President Donald Trump signed a presidential proclamation Friday morning that will bar migrants who cross into the US illegally through the southern border from seeking asylum.
Trump told reporters that he had "just signed" the proclamation as he departed the White House on Friday morning en route to Paris.
The proclamation put into effect a new rule the Trump administration entered into the federal registry on Friday that would ban migrants from applying for asylum outside of official ports of entry. The American Civil Liberties Union has already called the rule "illegal," and legal challenges are expected to follow.
The executive action is the latest the President has taken to clamp down on illegal immigration and to discourage the group of migrants now traveling through Mexico, many of whom want to seek asylum in the US, from making their way toward the country. Trump announced Thursday that he would make such a move.
The proclamation will go into operational effect Saturday morning, DHS and DOJ officials announced on a call with reporters Friday morning. The impact will be that most migrants who cross the southern border illegally will no longer be eligible for asylum claims in the United States for at least 90 days.
Those who "violate the terms of this suspension/restriction on entry will be rendered ineligible for asylum," said a DOJ official. It does not apply to people who present themselves at legal ports of entry, unaccompanied children or individuals who are deemed to have a higher "reasonable fear" standard under international obligations of the Convention Against Torture.

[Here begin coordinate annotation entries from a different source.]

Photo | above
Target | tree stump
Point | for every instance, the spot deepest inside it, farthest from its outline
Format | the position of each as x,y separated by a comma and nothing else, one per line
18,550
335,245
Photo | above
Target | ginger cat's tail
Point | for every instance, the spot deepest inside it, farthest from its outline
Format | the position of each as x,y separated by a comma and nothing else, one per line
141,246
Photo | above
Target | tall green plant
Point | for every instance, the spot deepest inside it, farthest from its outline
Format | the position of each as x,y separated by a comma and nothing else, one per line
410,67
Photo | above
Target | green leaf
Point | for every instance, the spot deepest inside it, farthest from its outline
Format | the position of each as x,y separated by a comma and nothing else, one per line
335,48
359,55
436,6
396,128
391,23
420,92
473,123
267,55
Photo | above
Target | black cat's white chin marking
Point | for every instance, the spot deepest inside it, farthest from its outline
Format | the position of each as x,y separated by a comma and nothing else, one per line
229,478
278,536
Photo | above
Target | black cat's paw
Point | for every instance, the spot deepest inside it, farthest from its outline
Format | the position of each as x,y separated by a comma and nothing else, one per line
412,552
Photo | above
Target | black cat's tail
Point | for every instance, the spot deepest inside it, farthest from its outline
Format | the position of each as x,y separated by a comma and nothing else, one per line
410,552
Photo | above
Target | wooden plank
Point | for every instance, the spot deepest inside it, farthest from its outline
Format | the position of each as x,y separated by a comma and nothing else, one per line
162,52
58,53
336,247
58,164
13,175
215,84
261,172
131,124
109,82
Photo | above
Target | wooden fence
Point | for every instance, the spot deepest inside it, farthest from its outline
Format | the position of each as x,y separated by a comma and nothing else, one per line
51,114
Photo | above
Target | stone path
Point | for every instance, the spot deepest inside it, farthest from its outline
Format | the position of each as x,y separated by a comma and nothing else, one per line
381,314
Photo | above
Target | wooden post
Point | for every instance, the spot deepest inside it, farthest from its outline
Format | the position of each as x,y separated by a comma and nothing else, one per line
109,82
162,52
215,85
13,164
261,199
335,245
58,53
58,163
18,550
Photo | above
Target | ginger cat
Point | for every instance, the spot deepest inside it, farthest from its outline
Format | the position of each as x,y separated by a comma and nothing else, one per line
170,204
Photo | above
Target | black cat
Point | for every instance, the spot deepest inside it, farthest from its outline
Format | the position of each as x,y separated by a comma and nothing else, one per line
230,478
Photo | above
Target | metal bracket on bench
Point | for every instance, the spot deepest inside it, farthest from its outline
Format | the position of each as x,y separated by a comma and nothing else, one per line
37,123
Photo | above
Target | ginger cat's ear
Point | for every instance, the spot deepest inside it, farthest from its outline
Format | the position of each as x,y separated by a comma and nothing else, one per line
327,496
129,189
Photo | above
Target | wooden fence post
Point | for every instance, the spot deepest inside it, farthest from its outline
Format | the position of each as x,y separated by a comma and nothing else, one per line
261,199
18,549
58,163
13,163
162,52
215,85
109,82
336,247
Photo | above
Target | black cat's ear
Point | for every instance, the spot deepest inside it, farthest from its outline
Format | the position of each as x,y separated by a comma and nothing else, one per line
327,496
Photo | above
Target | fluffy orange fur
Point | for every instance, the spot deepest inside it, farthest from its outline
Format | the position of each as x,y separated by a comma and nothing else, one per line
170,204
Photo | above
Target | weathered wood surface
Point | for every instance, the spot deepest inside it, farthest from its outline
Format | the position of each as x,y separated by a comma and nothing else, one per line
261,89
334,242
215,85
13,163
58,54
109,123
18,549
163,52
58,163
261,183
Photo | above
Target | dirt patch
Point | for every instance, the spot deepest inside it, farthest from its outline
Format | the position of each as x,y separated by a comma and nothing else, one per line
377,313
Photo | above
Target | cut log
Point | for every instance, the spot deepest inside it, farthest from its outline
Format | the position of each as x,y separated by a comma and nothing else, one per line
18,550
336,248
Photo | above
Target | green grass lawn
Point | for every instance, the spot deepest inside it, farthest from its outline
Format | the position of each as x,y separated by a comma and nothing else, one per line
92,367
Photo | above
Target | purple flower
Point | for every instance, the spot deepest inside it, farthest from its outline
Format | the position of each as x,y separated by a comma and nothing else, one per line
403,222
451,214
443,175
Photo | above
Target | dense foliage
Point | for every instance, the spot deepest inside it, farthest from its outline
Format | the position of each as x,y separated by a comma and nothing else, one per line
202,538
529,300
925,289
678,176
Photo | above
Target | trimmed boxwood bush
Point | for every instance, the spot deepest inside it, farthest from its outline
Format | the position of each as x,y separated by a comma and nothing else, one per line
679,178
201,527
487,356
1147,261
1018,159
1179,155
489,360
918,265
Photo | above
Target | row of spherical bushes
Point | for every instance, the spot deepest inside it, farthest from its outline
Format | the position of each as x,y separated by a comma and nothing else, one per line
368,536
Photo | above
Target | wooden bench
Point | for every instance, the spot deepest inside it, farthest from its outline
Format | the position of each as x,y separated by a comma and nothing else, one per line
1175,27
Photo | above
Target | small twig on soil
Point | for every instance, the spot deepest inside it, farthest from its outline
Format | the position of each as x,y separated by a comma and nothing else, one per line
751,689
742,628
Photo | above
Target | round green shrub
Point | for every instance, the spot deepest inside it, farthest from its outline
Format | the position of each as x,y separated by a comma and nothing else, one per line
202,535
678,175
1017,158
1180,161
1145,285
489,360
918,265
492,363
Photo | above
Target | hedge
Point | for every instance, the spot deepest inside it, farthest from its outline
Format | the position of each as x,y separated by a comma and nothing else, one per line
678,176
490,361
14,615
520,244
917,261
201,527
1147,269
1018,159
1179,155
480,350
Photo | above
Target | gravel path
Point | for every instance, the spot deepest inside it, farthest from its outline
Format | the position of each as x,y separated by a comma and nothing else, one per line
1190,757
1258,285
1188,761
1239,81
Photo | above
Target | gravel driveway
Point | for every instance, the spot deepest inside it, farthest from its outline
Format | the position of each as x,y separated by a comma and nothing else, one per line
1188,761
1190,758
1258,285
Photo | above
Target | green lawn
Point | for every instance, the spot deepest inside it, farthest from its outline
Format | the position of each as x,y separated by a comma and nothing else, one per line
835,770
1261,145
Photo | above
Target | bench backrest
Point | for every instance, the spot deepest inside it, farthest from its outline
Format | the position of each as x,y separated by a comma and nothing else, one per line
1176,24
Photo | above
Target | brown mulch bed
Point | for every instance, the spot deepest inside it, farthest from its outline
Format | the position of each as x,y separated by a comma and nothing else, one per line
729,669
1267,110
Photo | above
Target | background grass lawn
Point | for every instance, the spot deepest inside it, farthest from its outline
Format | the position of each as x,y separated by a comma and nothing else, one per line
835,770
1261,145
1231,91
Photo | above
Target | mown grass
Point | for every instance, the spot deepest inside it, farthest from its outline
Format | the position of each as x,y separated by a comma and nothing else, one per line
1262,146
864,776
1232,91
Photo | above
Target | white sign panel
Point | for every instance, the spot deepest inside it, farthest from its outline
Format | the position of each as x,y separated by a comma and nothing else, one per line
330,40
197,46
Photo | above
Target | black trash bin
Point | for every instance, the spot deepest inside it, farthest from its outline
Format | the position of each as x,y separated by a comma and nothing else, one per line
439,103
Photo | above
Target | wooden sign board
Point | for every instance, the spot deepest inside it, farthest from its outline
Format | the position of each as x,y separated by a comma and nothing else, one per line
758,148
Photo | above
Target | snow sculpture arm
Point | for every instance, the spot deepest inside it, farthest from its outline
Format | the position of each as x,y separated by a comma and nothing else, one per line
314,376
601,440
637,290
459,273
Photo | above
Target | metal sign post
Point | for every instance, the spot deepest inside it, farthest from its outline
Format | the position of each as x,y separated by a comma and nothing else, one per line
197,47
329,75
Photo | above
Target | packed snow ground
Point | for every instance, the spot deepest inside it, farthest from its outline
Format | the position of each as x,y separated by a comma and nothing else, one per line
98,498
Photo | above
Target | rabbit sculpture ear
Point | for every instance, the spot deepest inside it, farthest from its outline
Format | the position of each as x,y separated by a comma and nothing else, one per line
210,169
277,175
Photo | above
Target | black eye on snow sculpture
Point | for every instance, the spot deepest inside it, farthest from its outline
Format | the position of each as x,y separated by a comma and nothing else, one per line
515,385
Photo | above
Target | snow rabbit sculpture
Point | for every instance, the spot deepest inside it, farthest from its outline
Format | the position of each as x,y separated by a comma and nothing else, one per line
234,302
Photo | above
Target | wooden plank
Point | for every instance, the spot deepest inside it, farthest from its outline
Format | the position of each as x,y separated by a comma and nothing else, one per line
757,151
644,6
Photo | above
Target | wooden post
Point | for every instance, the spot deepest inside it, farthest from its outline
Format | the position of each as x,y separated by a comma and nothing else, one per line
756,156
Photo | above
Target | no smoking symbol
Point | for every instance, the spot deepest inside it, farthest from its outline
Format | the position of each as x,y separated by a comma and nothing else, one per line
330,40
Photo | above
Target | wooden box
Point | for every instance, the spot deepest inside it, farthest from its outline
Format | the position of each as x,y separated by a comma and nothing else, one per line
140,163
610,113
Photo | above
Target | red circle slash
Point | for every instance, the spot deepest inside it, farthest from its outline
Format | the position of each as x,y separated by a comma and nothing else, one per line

The rule adds that immigrants who entered before the proclamation "will not be subject to the asylum eligibility bar unless they depart and reenter while the proclamation remains in effect."
The regulation will also amend the screening process for aliens subject to a bar on asylum eligibility, a senior administration official said.
The Department of Homeland Security and the Justice Department issued the rule, with Attorney General Jeff Sessions approving it before he tendered his resignation this week, a DOJ official said.
While there is no change to processing at the ports of entry, there were no specific plans announced to increase processing capacity for legal entry.
There were also no announcements for increased housing or tents to hold an influx of migrants, said a DHS official.